We also put in a few actions which increased the connection with one another. In the Bible we are told to sing to one another and this song, along with the actions, helped us to do this. A song of revelation and response. The revelation that Jesus loves me and responding with Hallelujah was wonderful. The song then progressed to, ‘Jesus Akwagala’ which translated means, ‘Jesus loves you’. We received and then turned and sung it over each other. It was powerful and we didn’t want it to stop. The song was so much enjoyed that we had to include it in the evening celebration too. The effect was the same. It was by far the most requested song of the week.
What a joy it was to not only sing these words of truth but to also experience the power of singing them in another language.

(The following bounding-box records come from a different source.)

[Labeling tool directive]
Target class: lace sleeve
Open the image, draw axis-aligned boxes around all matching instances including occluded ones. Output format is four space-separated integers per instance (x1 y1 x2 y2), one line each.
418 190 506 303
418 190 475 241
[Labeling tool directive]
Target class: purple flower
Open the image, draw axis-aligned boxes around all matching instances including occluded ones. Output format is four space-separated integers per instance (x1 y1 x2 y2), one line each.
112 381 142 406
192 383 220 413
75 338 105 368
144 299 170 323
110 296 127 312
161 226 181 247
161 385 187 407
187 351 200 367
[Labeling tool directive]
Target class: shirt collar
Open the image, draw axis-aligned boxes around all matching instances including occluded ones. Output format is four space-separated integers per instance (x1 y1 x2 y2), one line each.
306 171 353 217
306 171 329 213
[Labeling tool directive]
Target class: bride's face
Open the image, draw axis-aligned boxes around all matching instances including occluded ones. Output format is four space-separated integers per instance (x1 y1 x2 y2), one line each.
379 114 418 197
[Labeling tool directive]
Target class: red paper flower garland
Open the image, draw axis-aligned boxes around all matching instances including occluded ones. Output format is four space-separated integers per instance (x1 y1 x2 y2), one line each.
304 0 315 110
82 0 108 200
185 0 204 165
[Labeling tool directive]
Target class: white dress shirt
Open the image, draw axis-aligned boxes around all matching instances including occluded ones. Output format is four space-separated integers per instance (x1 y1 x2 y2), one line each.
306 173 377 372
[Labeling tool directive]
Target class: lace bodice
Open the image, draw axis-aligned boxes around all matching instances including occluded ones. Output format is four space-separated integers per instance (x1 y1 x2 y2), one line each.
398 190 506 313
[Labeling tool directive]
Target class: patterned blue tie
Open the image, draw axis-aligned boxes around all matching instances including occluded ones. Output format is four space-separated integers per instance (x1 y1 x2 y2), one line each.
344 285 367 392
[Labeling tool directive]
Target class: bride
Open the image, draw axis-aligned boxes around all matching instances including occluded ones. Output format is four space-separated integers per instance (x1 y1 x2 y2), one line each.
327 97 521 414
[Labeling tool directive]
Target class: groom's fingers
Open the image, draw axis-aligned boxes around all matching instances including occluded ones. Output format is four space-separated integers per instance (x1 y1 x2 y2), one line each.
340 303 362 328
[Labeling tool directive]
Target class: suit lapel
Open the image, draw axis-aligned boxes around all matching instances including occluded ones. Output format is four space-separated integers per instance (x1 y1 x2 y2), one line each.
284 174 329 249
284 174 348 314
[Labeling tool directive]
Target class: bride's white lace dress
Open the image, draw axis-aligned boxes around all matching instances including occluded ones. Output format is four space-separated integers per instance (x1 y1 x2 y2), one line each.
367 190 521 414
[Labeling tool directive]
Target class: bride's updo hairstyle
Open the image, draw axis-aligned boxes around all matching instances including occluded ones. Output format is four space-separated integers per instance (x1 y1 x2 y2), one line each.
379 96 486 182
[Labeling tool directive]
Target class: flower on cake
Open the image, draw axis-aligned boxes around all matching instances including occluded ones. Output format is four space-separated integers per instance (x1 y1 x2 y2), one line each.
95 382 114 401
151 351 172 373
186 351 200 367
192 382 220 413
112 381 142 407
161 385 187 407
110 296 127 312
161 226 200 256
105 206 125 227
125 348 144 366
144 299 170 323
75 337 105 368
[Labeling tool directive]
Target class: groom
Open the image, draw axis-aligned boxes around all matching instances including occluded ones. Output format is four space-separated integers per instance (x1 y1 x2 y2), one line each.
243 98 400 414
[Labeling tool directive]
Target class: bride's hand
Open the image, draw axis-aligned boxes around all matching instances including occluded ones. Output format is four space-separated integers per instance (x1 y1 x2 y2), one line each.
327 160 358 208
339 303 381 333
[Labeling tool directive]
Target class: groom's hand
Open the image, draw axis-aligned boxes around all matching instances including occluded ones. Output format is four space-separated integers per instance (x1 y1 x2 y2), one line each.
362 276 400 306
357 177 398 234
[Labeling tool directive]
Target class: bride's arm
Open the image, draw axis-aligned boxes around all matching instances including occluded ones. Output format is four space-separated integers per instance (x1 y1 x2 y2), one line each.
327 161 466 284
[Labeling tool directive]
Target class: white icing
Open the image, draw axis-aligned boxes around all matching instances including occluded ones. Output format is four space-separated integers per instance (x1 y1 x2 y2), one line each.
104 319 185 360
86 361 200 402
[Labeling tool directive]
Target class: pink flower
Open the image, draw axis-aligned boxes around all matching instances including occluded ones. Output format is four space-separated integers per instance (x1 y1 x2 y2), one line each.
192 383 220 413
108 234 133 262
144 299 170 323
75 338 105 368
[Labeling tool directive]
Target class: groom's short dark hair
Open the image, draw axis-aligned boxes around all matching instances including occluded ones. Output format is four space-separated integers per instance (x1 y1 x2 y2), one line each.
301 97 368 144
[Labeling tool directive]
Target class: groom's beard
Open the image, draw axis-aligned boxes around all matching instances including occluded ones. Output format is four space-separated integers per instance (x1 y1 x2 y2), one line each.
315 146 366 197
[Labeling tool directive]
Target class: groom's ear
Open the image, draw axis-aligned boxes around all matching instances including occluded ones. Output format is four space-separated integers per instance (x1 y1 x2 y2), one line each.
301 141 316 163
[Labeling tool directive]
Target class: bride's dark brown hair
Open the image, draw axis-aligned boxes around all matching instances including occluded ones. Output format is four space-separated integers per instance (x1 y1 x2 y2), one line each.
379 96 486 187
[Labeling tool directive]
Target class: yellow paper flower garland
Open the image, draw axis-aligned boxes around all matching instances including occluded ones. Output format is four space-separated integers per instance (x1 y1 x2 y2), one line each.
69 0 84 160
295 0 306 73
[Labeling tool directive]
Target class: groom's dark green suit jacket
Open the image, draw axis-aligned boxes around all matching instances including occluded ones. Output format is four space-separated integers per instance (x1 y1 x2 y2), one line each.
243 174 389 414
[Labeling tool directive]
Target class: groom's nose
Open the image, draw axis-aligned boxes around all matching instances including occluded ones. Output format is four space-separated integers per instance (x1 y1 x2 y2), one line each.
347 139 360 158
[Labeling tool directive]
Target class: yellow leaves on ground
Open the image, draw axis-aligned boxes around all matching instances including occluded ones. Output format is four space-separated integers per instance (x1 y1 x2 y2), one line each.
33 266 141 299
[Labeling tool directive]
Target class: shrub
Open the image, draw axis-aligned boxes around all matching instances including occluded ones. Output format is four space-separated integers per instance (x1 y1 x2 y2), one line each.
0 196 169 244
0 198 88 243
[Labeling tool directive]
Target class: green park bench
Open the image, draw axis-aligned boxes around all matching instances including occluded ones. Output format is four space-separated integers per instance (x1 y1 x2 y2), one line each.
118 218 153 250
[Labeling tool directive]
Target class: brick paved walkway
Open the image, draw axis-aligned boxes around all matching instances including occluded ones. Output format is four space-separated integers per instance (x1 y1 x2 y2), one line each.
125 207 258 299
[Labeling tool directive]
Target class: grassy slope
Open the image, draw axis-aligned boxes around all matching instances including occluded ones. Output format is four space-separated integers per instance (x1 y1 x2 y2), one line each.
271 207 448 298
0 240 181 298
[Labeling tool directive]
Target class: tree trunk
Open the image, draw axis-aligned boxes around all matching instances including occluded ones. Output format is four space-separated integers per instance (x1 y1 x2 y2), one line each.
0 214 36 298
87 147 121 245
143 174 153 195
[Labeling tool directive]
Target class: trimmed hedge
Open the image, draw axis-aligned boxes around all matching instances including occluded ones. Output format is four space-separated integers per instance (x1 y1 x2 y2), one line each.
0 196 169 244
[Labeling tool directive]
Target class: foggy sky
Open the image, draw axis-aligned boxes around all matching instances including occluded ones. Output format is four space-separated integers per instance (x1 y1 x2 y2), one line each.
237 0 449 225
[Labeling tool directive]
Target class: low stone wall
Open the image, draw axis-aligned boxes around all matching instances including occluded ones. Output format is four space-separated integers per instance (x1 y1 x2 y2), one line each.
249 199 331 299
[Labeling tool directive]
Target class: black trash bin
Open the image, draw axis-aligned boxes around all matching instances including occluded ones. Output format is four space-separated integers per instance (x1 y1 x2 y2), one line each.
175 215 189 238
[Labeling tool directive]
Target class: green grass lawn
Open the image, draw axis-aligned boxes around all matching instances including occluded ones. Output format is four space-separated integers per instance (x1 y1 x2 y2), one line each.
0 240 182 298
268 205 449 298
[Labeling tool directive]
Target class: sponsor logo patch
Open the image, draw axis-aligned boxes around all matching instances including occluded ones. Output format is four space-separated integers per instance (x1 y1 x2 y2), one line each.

I love hearing people singing and praying in their own tongue.
Last year Sheldon Bangera led so beautifully at Skegness with the song Jai Jai Naam. The beauty though was not just Sheldon singing in his language, but the congregation, with a different native tongue, collectively joining in the song with him. Jesus loves the church. Jesus loves His bride.
This church, this body is not made up just of those of us who made it to Spring Harvest in England but a people from every tribe, nation, colour and tongue. How wonderful to know that the Kingdom of God is not segregated into country or colour of skin, or age, or wealth but we, as the body come from all walks of life, from all around the world and we are united together as the family of God.
Whether 5,000 people across a Spring Harvest site in England, or a few of us sat on a bus in Uganda, as we sing and join with one another’s song from around different parts of the world we reflect the Kingdom of God.